I am trying to prove the following equivalences.
Let $P_1$ and $P_2$ be the orthogonal projections on the closed subspaces $M_1$ and $M_2$ respectively. The following are equivalent:
(i) $P_1+P_2$ is an orthogonal projection
(ii) $P_1P_2 = 0$
(iii) $M_1\perp M_2$
I have proved $(ii) \to (iii)$, any hint on the other implications would be precious.
Best Answer
Let me prove (i) $\Rightarrow$ (ii), while giving you some more time to think about (iii) $\Rightarrow$ (i), which is not so hard.

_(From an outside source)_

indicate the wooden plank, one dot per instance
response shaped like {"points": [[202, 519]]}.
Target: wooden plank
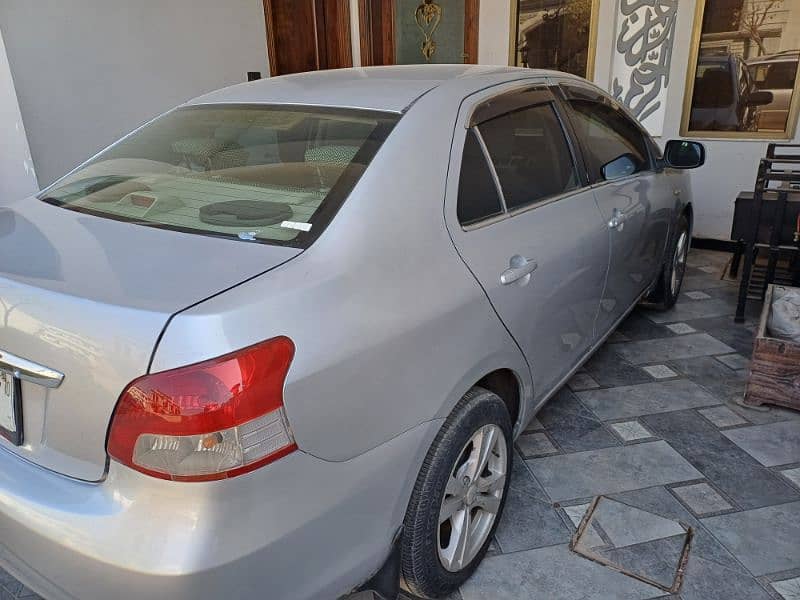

By hypothesis $$ P_1+P_2= (P_1+P_2)^2 = P_1^2+P_1P_2+P_2P_1+P_2^2 = P_1+P_1P_2+P_2P_1+P_2. $$ so $P_2P_1=-P_1P_2$. Left multiplying the above by $P_2$ we get $$ P_2P_1=-P_2P_1P_2. $$ Since $P_2P_1P_2$ is self-adjoint, then so is $P_2P_1$. But then $$ P_1P_2= P_1^*P_2^*= (P_2P_1)^* = P_2P_1 = -P_1P_2, $$ whence $P_1P_2=0$.